While thousands of Hoosiers gained health care, thanks to what Simon termed “very generous” subsidies for families of four making up to $100,000 per year, there are still those who fall through the cracks or maintain coverage is still too expensive.

While there is talk about market-based reforms, Lischko said, “I don’t think government or the market has all the answers. Some combination of government and market reforms makes the most sense for a lot of reasons. We’ve seen them both fail in certain areas and they each have a role to play in ensuring the health care is delivered efficiently and equitably.”

Hospital concerns

After investing heavily in buildings and technology, hospital officials are keeping a wary eye on Washington.
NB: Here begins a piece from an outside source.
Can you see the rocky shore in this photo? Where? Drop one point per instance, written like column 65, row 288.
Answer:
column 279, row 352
“We’re really concerned if the law is repealed and not replaced immediately because some 20 million people gained coverage and that’s been a benefit to patients and hospitals,” said Doug Leonard, Indiana Hospital Association president. “That really changes the fortunes of the hospital, if you will. If we were caring for 20 million people without insurance, the cost has to be passed on to other payers.”
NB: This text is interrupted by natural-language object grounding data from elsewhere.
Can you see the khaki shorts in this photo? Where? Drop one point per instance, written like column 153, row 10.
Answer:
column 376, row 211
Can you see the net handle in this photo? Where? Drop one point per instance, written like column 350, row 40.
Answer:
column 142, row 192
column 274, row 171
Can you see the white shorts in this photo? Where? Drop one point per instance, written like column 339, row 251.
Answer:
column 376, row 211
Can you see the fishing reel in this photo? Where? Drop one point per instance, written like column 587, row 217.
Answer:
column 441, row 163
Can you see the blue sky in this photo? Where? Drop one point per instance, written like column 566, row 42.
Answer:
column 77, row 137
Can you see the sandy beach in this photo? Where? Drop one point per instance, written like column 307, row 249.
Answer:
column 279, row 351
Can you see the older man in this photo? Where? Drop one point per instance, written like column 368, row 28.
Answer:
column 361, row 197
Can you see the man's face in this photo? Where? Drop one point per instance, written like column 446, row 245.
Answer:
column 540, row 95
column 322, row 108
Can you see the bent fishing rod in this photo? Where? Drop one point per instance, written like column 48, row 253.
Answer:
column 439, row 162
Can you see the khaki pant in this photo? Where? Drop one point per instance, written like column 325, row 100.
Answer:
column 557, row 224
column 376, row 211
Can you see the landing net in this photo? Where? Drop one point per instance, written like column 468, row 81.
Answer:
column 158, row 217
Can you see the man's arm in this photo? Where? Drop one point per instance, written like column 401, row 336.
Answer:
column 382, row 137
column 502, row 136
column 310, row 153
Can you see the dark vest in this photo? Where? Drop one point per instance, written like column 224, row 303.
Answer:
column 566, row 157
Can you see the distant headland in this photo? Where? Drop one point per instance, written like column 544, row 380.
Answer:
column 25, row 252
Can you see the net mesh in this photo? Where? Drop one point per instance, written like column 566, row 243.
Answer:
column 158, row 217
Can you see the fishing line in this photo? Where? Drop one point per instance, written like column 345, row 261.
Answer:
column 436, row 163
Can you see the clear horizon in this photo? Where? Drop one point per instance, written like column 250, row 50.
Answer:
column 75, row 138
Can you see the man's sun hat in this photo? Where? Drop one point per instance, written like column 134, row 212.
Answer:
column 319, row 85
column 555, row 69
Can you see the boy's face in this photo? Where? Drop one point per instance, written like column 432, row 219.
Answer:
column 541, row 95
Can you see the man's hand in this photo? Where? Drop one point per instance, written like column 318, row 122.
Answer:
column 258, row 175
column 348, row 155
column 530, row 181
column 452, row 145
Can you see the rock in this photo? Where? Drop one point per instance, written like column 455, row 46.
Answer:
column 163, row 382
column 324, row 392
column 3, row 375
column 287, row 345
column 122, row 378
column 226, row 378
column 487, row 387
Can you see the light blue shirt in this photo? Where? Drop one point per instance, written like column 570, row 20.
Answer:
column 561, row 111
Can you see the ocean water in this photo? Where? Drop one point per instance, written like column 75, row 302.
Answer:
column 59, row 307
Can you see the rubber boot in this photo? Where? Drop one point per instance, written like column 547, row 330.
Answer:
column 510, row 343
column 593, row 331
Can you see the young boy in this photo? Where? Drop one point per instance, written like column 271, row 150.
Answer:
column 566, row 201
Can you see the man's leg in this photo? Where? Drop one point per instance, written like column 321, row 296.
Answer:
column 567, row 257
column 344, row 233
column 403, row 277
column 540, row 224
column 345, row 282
The law has shifted hospitals from a fee for service approach to population-based care with Accountable Care Organizations that accept responsibility for groups of Medicare patients and are obligated “to do only that which is necessary at the most reasonable site and the most reasonable cost,” Leonard said.

“You get all the data for what every one of those patients cost Medicare last year,” Leonard said. “If you can provide care for them at less than the total cost the year before that creates the opportunity for financial gain for the group running the ACO (accountable care organization).”

The health care law has been good for Hoosier hospitals, Leonard said. While 80 rural hospitals around the country have closed since is passage, none have been in Indiana. He said Indiana’s Medicaid expansion and HIP 2.0 has been “very beneficial to hospitals, including rural hospitals, many of whom say they wouldn’t have a bottom line if it weren’t for the (Healthy Indiana) program.”

While there is uncertainty from living rooms to hospital board rooms, some dare to dream that Congress comes up with something that improves on existing policy.

“We’re hoping that the ACA replacement will be better than the current law,” said Moser, the state’s Medicaid director.